What are some of the biggest mistakes to avoid when transitioning plants?

These makrut lime trees spend fall and winter in front of south-facing windows and hate to be over-watered. Photograph by Marie Viljoen, from Gardening \10\1: Thai Lime Trees.
Above: These makrut lime trees spend fall and winter in front of south-facing windows and hate to be over-watered. Photograph by Marie Viljoen, from Gardening 101: Thai Lime Trees.
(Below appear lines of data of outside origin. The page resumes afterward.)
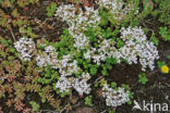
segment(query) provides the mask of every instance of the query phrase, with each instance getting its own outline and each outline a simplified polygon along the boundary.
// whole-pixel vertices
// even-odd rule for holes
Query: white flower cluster
[[[41,54],[36,58],[38,66],[50,65],[52,68],[59,70],[61,76],[71,76],[81,68],[77,66],[76,60],[71,62],[71,55],[63,55],[62,60],[58,60],[58,54],[52,46],[45,48]]]
[[[74,4],[68,4],[60,5],[56,12],[56,16],[62,17],[69,24],[69,32],[75,39],[74,47],[78,49],[84,49],[89,43],[89,40],[83,34],[87,29],[87,26],[95,27],[100,22],[98,10],[87,7],[85,7],[85,12],[82,9],[76,11]]]
[[[119,87],[117,90],[110,88],[107,84],[102,87],[102,96],[106,98],[106,104],[117,108],[130,101],[130,91]]]
[[[35,43],[31,38],[21,38],[14,42],[14,47],[16,51],[20,52],[21,60],[31,61],[32,53],[35,50]]]
[[[80,95],[89,93],[90,85],[87,84],[90,78],[89,74],[83,73],[78,78],[72,77],[73,74],[81,71],[76,60],[71,62],[70,54],[63,55],[62,60],[58,60],[57,56],[54,48],[48,46],[41,54],[37,55],[37,65],[47,66],[49,64],[52,68],[59,70],[61,77],[56,87],[60,89],[60,92],[68,92],[71,88],[74,88]]]
[[[117,59],[118,63],[120,63],[121,54],[116,48],[116,41],[112,41],[111,39],[105,39],[99,43],[100,45],[98,49],[90,48],[86,53],[84,53],[85,59],[90,59],[94,63],[100,65],[101,62],[105,62],[107,58],[112,56]]]
[[[133,2],[125,4],[123,0],[98,0],[96,3],[99,4],[100,8],[111,10],[117,21],[121,21],[126,14],[135,10],[135,4]],[[138,9],[136,10],[135,14],[138,13]]]
[[[143,71],[147,66],[151,71],[155,68],[155,60],[159,59],[157,47],[147,40],[141,27],[122,28],[120,38],[125,42],[124,47],[120,49],[122,58],[132,64],[137,63],[137,56],[139,56]]]
[[[90,92],[90,85],[87,84],[88,79],[90,79],[88,73],[83,73],[78,78],[61,76],[56,87],[60,89],[60,92],[69,92],[71,88],[74,88],[81,96],[83,93],[88,95]]]
[[[137,63],[137,58],[139,58],[143,71],[146,67],[149,67],[151,71],[155,68],[155,60],[159,59],[158,50],[151,41],[147,40],[142,28],[122,28],[120,38],[124,41],[124,46],[120,49],[116,48],[116,41],[105,39],[100,42],[99,49],[92,48],[87,50],[84,53],[85,59],[92,59],[94,63],[100,64],[107,56],[114,58],[118,63],[123,58],[127,60],[129,64],[132,64]]]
A big no-no is forgetting to thoroughly check for hitchhiking bugs and disease on your plants before you bring them in. Closely inspect your plants for mealybugs, aphids, scale, and spider mites as these pests can quickly spread indoors and potentially wreak destruction on your other houseplants. If you notice a problem, either manually clean off the bugs, give the leaves a spray of water from a hose, or use a natural horticultural oil. You can also prune away dead and diseased leaves now. Another mistake is unwittingly bringing in toxic plants and making them dangerously accessible to nibbly cats, dogs, or overly curious young children. (The ASPCA’s list of toxic and non-toxic plants is a great resource.)

Once your plants are in their temporary space, you’ll have to adjust how you care for them. Remember that plants, once indoors, grow slower in less light, and soil doesn’t dry out as quickly, which means that you won’t need to water them as much. Not adjusting how much you water them will lead to over-watering and root rot. The solution? Sonja stresses that it’s crucial to check the moisture of the soil before watering.

 

You’ll also need to add another chore: “Dust can accumulate on leaves, hindering photosynthesis, so clean leaves regularly with a damp cloth to keep them healthy and looking their best.” And don’t panic when you see some yellowing or fallen leaves on your newly moved plant—that’s a normal reaction to the change in their  environment. Just stay calm in your cozy sweater, and carry on.